My desk wound up needing 2 full coats of Kitchen Scale with the Bonding Agent mixed in, plus a few touch ups.
The Milk Paint adhered wonderfully and it’s all thanks to the Bonding Agent!
Bonding Agent isn’t just limited to being an additive to MMS Milk Paint. (You know Marian wouldn’t have a product that can only be used for one purpose!)
Bonding Agent can be painted on in full strength directly over pieces as a primer, similar to our Tough Coat.
It can also be used as a chip-fix! If you are in the middle of painting a piece and you get unwanted chipping, you can sand back the chipping spots and paint Bonding Agent directly over the area. That’s what I did for these patchy and unruly chippy patches on one of my Mustard Seed Yellow dressers.
Allow the Bonding Agent it to dry and then paint over the patchy areas with a few more coats of Milk Paint with the Bonding Agent mixed in. All of those bald spots painted up beautifully and my dresser turned out beautifully!
Bonding Agent is the stuff that’s in most modern paints that allows them to stick to most surfaces. Miss Mustard Seed’s Milk Paint has 5 simple ingredients (chalk, clay, limestone, milk protein, and pigments) and we sell the Bonding Agent separately – it’s not mixed in for you.

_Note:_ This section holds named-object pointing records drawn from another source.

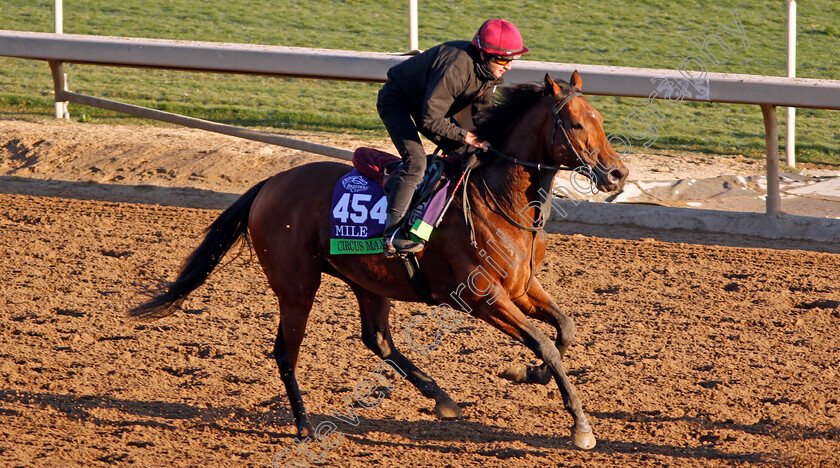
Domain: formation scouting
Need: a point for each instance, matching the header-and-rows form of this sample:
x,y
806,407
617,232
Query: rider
x,y
423,94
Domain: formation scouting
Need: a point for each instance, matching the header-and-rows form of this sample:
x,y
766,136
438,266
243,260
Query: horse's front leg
x,y
507,317
539,305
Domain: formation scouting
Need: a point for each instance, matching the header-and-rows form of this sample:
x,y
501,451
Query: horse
x,y
537,130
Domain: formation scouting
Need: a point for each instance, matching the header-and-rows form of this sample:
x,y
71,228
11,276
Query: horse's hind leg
x,y
376,334
508,318
539,305
295,285
290,332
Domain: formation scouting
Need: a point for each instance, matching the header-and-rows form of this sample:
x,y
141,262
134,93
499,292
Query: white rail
x,y
765,91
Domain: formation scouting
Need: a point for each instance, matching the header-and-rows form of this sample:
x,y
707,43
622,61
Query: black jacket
x,y
436,85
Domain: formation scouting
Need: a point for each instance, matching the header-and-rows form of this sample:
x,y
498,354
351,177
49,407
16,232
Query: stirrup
x,y
399,243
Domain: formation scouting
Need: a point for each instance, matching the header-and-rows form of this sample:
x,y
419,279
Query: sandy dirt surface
x,y
690,350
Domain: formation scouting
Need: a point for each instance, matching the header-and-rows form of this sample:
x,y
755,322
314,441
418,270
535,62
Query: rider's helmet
x,y
499,37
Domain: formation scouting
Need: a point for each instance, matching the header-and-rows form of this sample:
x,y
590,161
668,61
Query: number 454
x,y
355,207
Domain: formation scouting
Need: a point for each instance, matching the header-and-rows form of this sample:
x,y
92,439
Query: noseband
x,y
558,105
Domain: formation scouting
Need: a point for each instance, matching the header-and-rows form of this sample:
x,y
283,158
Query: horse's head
x,y
577,138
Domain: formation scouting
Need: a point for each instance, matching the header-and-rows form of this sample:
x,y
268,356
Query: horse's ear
x,y
576,81
551,86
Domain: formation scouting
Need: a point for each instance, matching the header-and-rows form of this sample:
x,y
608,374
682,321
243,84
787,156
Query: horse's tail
x,y
220,236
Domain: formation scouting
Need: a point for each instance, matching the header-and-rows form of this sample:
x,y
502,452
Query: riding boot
x,y
396,238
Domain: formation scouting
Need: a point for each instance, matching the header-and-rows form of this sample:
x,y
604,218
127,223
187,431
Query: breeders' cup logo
x,y
355,184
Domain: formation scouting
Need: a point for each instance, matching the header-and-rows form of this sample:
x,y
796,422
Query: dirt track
x,y
686,354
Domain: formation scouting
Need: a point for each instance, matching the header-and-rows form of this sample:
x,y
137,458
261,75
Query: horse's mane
x,y
511,103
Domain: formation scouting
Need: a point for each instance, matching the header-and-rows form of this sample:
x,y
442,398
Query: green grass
x,y
647,33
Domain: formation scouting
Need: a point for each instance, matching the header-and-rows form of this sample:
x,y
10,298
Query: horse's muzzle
x,y
612,180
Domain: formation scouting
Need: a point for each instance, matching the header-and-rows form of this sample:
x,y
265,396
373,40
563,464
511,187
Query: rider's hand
x,y
473,140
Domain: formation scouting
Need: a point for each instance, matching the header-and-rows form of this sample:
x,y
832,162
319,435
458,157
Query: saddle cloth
x,y
359,205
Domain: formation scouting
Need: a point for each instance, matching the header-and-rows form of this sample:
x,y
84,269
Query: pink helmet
x,y
499,37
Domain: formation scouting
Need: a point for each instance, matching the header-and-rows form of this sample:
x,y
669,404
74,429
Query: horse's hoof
x,y
448,409
521,373
305,431
584,440
515,373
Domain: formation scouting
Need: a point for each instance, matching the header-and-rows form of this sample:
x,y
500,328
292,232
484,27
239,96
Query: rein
x,y
546,179
558,105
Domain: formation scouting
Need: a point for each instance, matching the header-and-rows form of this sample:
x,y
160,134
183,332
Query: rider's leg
x,y
404,135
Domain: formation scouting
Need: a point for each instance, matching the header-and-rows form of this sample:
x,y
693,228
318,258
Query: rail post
x,y
56,67
790,127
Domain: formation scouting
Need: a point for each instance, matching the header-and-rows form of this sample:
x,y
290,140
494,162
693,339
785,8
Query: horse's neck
x,y
514,188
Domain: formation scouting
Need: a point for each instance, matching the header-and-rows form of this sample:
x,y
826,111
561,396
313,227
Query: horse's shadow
x,y
421,434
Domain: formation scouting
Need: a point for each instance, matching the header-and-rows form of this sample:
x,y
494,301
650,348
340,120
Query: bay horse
x,y
536,131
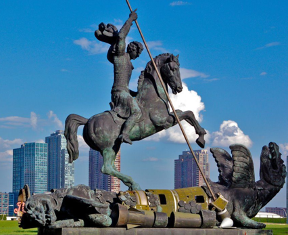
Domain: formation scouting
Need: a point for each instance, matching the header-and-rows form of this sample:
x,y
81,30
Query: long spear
x,y
171,104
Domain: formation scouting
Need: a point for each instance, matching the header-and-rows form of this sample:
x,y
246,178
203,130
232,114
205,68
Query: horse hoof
x,y
125,138
200,141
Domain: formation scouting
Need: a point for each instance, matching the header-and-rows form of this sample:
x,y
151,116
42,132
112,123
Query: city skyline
x,y
186,171
60,171
233,60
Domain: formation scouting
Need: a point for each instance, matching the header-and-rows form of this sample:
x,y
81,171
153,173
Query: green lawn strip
x,y
11,227
278,229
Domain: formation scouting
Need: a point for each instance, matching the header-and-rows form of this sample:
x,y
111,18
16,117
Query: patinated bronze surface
x,y
101,131
188,207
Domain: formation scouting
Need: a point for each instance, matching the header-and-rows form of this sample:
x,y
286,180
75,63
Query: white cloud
x,y
179,3
230,133
284,149
186,100
190,73
6,152
5,144
55,119
156,45
271,44
12,121
92,47
39,141
150,159
86,30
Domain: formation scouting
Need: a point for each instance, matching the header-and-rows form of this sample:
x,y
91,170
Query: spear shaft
x,y
171,104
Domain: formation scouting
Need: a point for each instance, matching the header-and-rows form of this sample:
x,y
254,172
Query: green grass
x,y
278,229
11,227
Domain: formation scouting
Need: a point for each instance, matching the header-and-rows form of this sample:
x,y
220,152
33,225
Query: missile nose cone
x,y
226,223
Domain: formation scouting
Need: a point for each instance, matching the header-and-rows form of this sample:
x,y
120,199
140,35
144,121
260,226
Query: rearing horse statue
x,y
101,131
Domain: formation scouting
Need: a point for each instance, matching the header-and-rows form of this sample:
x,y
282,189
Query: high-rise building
x,y
4,203
30,167
186,172
60,171
99,180
11,207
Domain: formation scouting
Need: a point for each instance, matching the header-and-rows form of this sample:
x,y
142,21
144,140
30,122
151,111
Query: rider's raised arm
x,y
124,32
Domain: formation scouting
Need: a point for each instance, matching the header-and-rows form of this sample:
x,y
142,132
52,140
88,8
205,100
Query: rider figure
x,y
123,102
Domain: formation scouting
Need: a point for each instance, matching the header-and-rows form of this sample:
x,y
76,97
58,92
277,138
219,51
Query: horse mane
x,y
159,59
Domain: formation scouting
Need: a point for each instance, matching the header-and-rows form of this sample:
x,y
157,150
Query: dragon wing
x,y
225,165
243,167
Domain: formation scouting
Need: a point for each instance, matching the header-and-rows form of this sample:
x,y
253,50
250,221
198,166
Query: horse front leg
x,y
189,117
109,168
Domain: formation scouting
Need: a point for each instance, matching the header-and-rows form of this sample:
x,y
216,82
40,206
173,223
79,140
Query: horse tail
x,y
73,121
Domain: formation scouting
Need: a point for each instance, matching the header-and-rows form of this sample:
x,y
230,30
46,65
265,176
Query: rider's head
x,y
134,49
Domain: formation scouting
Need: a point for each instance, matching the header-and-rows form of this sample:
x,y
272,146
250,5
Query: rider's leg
x,y
109,155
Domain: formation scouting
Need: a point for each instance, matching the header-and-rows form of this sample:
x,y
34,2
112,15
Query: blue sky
x,y
233,57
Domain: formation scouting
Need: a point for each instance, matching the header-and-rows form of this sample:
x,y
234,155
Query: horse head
x,y
170,72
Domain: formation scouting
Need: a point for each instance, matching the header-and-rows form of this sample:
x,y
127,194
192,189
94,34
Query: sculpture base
x,y
151,231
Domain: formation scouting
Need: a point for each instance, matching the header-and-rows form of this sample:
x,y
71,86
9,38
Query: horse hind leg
x,y
109,156
189,117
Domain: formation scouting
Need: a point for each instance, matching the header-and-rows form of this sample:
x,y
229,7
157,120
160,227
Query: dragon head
x,y
272,168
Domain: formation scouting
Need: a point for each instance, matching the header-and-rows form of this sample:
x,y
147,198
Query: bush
x,y
271,220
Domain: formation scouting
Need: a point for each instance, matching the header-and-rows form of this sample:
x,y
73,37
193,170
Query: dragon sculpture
x,y
186,207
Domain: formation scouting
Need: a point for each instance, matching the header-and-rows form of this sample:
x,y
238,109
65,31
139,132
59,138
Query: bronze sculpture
x,y
101,131
137,115
188,207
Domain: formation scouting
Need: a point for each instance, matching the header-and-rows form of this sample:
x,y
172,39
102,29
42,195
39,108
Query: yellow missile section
x,y
169,199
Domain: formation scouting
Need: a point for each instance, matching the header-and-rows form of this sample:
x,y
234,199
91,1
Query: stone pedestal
x,y
151,231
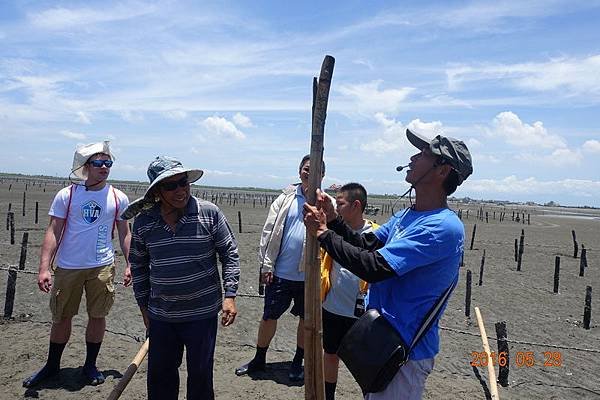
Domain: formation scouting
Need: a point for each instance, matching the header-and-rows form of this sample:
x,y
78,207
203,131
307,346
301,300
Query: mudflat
x,y
551,355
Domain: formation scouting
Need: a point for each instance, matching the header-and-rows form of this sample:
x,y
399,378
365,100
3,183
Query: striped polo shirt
x,y
175,274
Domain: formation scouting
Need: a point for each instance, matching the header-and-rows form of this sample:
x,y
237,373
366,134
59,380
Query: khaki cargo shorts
x,y
68,287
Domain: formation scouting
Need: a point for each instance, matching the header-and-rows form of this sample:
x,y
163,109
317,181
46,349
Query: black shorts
x,y
334,328
279,295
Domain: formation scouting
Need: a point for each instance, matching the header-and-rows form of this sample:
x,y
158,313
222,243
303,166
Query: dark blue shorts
x,y
279,295
334,328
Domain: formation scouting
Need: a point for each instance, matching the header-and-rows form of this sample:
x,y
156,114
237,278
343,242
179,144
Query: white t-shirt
x,y
341,297
87,241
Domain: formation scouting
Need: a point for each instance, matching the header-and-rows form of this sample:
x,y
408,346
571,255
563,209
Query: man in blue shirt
x,y
281,257
412,259
177,240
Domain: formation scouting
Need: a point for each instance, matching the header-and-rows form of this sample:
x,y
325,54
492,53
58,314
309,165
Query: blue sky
x,y
227,87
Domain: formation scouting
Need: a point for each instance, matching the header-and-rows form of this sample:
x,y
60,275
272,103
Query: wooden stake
x,y
473,236
11,287
131,370
486,348
587,310
583,261
468,295
502,348
481,269
314,382
23,256
556,273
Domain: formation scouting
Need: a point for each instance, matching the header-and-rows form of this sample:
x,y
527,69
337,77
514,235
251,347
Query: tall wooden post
x,y
503,362
473,236
587,310
314,382
583,260
481,269
556,273
468,294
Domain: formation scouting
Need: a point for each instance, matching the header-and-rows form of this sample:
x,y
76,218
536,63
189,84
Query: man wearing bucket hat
x,y
174,248
281,258
83,217
410,261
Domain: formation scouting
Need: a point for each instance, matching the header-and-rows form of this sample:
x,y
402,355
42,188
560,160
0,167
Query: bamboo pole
x,y
314,382
486,348
131,370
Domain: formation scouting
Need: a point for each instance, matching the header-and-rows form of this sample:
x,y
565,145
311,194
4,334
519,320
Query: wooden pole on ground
x,y
468,295
521,249
23,256
12,228
131,370
314,383
587,310
503,355
556,273
473,236
481,269
583,261
11,287
486,348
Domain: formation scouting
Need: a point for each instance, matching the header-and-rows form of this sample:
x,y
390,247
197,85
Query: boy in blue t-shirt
x,y
412,259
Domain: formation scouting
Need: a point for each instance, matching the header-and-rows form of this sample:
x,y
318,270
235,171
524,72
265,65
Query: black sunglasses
x,y
100,163
172,185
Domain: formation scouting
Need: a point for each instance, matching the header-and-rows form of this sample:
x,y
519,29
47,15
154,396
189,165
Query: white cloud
x,y
369,97
83,118
591,146
393,137
241,120
63,18
533,186
562,157
73,135
509,126
131,116
429,129
177,115
222,127
364,62
568,76
473,143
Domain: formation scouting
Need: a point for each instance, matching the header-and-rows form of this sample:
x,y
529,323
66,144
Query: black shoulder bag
x,y
374,351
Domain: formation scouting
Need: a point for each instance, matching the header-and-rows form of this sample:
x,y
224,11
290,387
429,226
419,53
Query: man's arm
x,y
139,260
49,247
369,265
366,241
125,242
226,247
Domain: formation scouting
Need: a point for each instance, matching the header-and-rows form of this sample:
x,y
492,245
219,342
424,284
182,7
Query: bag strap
x,y
112,233
432,314
64,228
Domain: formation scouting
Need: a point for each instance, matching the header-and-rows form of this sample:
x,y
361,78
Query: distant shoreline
x,y
464,200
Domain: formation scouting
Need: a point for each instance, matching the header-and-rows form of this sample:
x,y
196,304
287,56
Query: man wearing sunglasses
x,y
78,244
176,241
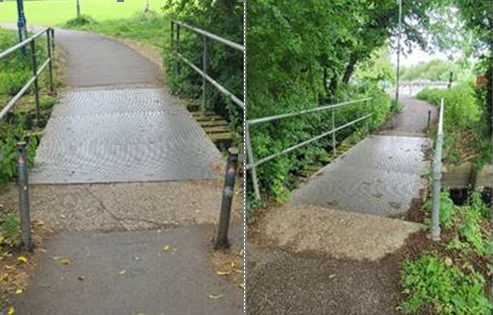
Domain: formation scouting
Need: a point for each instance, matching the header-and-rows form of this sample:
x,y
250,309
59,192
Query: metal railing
x,y
36,71
437,176
175,46
252,164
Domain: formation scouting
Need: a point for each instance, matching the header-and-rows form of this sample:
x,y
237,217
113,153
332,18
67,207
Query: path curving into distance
x,y
382,174
115,123
133,162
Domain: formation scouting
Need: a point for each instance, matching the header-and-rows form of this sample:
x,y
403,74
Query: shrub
x,y
430,282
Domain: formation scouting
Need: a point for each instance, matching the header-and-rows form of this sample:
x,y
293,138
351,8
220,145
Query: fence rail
x,y
48,63
175,44
253,164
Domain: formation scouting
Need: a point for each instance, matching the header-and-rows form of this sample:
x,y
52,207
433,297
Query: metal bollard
x,y
437,176
24,210
221,241
428,126
34,65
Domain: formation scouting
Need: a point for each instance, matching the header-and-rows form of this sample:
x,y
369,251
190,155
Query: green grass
x,y
58,12
150,28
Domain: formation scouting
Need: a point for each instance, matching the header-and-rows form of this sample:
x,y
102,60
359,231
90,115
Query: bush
x,y
430,282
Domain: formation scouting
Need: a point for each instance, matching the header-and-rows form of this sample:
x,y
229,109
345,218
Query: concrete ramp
x,y
381,176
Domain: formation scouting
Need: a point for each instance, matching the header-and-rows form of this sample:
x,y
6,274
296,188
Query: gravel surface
x,y
342,235
283,283
128,206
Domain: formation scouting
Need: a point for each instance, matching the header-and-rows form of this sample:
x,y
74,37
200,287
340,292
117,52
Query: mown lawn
x,y
57,12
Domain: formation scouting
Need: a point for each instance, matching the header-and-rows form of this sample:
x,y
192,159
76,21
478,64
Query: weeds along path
x,y
131,184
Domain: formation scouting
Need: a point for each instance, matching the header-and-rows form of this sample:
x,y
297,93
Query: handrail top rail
x,y
12,49
305,111
210,35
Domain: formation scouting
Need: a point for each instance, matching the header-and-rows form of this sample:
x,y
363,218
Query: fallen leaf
x,y
448,261
22,259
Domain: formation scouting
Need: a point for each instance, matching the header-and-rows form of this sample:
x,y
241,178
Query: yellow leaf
x,y
167,248
22,259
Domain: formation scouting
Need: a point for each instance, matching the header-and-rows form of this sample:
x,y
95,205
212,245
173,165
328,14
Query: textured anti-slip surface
x,y
381,175
122,135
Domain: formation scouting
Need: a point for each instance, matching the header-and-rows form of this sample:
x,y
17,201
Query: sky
x,y
416,57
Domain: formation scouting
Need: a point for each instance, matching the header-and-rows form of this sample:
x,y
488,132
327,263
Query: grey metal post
x,y
78,9
251,161
334,150
35,73
23,182
177,48
437,175
397,75
172,37
428,125
204,81
222,241
50,64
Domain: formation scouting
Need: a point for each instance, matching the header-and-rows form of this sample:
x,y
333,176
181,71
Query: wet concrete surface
x,y
381,176
129,273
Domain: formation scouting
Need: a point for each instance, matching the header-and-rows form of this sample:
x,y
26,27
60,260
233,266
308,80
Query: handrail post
x,y
177,48
251,161
437,175
334,149
172,37
204,81
221,241
36,85
49,38
23,183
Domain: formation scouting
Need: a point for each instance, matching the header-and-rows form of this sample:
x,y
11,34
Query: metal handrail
x,y
50,35
252,164
437,176
12,49
175,44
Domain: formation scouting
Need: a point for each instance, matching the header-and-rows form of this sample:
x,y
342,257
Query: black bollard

This gives you the freedom to choose to use it if you wish and to adapt your batches of Milk Paint to suit the look you want to achieve.
Marian filmed an excellent video detailing how to use Bonding Agent on her YouTube channel. You can watch it here!
Hopefully this post and Marian’s video have helped answer any questions you may have about June’s Product of the Month.